(Book Review) Improbable Libraries by Alex Johnson

By David Nilsen

Journalist Alex Johnson, son of two librarians, has just published an entertaining new book highlighting a variety of unusual libraries around the world. Improbable Libraries: A Visual Journey of the World’s Most Unusual Libraries (University of Chicago Press, 2015) takes readers on a photographic tour of these book repositories. Johnson talks about the role libraries have historically played in their communities, and how libraries big and small are adapting to continue to meet the needs of readers in the twenty-first century.

Some libraries, like The People’s Library of the Occupy Wall Street movement in New York City, are temporary and serve a specific purpose for a period of time. Sadly, this library was destroyed b a police raid, but has inspired others like it around the world. Photo credit David Shankbone.
This is just one part of the children’s library and entertainment structure built fur a resort in Thailand. The complex is built entirely of bamboo and river red gum wood, and features a net and a cozy suspended pod for reading. Photo credit Boris Zeisser/24H-architecture.
The well-known Biblioburro, a small library that travels on the back of a donkey. Biblioburro is the lovechild of school teacher Luis Soriano. Luis travels to remote villages in Colombia to read and lend books to children. Photo credit Luis Soriano.
Little Free Libraries have begun popping up all over the place in large cities and small towns alike. This one is from Houston, Texas. Users at these libraries are encourages to bring books to swap when they take a new one, but it isn’t required. Photo credit Little Free Library.
This home library in a house in Korea features steps for sitting and a slide for children and adults. Photo credit Huh Juneul.
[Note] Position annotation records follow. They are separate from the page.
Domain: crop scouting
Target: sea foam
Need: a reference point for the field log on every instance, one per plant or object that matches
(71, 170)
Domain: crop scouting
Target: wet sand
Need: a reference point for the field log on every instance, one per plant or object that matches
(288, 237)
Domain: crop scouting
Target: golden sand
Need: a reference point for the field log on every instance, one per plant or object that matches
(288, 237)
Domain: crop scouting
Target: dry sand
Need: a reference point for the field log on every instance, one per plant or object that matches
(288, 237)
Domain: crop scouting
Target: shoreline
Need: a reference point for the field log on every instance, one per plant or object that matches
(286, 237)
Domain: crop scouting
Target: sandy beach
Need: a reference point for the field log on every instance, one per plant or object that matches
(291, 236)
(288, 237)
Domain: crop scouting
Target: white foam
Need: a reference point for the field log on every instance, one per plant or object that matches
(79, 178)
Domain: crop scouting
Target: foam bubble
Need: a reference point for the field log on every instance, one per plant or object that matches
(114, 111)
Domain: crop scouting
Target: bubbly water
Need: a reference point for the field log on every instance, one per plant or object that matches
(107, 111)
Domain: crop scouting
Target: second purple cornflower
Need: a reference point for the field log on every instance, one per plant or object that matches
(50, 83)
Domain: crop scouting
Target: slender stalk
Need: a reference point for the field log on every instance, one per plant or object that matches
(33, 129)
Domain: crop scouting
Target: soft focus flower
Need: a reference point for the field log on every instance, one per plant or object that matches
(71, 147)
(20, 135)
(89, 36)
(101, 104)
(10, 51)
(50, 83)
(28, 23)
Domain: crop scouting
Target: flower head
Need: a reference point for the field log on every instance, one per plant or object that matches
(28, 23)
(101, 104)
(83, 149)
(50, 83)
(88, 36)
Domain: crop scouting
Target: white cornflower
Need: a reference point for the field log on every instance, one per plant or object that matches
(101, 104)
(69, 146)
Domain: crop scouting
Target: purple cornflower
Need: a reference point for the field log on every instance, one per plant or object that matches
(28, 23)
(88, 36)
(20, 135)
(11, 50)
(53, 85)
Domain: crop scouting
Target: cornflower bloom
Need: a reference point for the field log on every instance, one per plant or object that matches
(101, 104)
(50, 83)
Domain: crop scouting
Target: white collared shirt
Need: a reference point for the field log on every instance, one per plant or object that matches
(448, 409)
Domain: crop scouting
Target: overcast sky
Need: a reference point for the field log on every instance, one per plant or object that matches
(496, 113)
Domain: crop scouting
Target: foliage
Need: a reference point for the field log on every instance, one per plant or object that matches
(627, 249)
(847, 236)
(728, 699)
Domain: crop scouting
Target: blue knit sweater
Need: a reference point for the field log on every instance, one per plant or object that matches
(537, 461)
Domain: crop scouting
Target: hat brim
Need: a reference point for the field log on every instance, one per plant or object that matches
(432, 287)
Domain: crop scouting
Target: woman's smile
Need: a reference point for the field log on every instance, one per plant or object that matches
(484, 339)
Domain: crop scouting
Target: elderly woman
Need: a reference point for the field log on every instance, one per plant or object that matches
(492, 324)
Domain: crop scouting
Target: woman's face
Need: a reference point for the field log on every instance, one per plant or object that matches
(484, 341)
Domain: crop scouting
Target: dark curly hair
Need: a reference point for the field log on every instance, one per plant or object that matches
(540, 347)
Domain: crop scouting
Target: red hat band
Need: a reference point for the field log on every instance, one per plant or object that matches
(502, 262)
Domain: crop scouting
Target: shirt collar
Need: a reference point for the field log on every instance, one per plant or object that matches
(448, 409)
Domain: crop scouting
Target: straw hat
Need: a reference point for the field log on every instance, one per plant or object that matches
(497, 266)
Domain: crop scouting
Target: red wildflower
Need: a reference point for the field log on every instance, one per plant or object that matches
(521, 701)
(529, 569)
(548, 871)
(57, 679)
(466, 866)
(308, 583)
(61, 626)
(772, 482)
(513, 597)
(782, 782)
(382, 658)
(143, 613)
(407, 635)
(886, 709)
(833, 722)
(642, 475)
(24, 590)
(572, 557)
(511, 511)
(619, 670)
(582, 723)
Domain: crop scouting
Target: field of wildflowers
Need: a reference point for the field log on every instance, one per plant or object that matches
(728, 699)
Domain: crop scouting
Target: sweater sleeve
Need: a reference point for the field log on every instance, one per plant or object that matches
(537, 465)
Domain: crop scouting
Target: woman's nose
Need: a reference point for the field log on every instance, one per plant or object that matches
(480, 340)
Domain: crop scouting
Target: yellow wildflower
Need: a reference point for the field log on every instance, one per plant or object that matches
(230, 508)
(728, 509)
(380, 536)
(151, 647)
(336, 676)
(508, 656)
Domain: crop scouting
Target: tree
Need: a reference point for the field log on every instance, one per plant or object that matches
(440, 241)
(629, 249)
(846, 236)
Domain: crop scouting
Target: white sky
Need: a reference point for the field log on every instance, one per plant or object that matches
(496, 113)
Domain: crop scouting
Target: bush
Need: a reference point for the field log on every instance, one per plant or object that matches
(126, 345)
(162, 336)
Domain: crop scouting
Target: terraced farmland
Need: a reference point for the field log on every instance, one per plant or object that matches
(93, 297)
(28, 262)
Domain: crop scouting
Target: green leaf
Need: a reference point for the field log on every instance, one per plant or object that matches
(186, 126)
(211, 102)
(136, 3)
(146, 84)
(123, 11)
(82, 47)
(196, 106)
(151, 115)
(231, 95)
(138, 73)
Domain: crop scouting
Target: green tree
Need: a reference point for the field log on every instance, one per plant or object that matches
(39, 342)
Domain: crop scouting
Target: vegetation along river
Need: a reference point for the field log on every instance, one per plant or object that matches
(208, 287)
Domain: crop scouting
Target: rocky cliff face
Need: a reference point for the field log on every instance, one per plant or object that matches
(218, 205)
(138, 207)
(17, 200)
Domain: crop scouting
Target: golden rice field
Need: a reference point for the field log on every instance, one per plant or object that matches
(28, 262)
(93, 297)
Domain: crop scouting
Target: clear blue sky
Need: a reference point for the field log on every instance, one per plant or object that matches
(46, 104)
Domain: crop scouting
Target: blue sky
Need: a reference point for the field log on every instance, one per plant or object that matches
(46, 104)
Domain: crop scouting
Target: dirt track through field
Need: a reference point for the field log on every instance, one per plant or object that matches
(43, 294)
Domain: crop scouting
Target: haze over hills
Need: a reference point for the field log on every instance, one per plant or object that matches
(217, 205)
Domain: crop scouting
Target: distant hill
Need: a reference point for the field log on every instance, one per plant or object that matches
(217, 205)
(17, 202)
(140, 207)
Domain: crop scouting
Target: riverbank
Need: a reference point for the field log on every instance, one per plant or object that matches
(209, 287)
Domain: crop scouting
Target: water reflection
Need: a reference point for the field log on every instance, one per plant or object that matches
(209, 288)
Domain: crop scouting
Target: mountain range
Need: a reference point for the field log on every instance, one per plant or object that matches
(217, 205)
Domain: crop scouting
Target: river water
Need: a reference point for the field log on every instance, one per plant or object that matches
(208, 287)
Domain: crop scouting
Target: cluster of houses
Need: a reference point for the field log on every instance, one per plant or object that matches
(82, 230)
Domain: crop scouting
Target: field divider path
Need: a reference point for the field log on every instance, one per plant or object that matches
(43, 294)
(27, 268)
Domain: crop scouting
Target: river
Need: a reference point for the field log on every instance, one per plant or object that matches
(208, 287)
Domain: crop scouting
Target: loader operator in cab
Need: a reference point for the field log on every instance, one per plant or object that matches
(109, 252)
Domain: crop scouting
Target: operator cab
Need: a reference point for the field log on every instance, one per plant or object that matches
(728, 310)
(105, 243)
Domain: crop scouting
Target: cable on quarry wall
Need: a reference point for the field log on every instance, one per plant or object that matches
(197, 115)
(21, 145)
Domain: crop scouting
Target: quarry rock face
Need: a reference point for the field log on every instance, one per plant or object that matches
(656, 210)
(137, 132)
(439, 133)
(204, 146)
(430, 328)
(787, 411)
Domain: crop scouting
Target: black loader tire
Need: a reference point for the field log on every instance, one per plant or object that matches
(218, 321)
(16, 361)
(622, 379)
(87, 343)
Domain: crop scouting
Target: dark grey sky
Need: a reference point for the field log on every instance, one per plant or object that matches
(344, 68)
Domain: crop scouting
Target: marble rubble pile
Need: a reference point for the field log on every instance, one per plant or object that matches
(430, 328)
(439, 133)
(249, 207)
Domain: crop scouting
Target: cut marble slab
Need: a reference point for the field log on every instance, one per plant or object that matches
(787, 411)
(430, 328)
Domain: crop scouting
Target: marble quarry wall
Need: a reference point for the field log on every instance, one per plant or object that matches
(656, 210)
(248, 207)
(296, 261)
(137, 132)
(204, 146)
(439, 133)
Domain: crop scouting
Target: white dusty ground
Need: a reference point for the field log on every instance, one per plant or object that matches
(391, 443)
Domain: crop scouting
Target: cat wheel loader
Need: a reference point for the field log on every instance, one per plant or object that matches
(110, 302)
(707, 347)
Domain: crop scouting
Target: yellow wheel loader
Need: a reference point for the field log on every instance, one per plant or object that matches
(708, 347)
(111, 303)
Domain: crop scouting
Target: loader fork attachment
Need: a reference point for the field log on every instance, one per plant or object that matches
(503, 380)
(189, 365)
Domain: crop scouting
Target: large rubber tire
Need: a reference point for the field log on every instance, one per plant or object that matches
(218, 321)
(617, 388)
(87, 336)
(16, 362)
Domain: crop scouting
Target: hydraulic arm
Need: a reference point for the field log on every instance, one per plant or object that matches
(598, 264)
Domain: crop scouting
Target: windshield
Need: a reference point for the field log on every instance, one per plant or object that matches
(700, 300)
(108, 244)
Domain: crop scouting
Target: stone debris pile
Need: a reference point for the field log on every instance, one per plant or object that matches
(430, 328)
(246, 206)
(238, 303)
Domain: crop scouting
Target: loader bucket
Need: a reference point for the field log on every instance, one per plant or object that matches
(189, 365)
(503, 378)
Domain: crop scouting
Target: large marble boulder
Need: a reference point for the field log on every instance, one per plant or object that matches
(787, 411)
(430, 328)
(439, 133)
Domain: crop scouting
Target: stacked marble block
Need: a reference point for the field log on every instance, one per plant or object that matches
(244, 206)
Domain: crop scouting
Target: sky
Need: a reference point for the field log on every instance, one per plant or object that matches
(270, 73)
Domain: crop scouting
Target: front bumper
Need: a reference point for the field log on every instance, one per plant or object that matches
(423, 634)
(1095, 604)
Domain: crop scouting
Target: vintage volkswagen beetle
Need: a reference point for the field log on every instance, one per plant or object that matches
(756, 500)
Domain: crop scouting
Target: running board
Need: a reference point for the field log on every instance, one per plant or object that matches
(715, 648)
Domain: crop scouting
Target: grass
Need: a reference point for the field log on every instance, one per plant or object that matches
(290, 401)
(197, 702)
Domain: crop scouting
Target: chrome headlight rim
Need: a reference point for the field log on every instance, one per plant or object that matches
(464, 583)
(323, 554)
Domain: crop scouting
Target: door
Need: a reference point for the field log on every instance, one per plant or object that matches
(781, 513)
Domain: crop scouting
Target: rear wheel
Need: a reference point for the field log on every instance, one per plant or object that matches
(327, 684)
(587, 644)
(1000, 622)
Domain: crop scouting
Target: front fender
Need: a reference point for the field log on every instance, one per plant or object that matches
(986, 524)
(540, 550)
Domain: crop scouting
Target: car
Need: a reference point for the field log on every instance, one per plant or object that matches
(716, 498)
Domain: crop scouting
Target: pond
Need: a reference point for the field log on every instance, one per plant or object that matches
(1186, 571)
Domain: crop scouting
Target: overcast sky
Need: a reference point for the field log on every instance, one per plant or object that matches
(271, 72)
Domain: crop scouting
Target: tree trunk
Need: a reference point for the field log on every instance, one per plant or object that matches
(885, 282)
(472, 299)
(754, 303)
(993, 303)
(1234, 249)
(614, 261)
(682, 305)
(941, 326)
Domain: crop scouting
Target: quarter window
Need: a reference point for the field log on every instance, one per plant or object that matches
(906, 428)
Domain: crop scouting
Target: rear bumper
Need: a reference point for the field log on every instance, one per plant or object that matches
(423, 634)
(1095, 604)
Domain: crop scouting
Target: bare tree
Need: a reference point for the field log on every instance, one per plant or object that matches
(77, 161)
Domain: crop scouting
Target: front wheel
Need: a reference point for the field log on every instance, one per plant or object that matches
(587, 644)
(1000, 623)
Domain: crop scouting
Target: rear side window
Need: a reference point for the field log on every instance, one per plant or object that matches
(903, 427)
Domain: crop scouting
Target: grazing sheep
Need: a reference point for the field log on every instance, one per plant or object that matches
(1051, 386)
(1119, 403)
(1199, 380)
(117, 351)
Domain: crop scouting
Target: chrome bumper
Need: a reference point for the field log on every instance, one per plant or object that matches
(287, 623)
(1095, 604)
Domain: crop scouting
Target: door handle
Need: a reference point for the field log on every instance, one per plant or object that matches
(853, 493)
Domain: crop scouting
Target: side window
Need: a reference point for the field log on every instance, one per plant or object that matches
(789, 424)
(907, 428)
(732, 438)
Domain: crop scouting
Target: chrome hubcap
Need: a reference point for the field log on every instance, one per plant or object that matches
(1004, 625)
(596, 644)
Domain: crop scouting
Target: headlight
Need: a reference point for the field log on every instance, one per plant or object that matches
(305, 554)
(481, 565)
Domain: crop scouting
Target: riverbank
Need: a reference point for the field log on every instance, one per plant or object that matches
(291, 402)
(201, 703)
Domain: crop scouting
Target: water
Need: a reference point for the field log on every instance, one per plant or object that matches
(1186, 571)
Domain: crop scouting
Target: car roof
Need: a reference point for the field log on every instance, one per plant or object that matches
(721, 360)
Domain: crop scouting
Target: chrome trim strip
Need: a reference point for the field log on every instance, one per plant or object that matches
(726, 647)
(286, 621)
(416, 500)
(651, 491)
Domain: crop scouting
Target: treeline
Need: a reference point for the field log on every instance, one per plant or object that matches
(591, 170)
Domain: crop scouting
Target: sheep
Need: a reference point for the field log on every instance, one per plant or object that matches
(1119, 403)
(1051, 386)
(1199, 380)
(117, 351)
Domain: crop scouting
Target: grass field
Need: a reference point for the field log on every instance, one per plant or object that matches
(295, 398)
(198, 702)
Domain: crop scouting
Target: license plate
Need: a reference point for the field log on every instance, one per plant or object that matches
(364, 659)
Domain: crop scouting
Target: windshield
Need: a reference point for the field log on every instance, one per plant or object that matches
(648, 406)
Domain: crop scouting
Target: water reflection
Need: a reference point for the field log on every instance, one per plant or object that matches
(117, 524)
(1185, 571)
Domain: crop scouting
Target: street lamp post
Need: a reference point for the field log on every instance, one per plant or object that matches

This library on a boat sails to remote villages in Norway during the long winter months when the communities are largely cut off from the outside world. The ship has been providing this service since 1963. It doesn’t get much cooler than a floating bookmobile! Photo credit Ingrid Draege/Bokbaten Epos.

This is just a tiny sample of the amazing libraries and photos Johnson shares in his book. You need to see this book for yourself. If you live in Darke County, head to Greenville Public Library and check out Improbable Libraries (027 Johnson) today!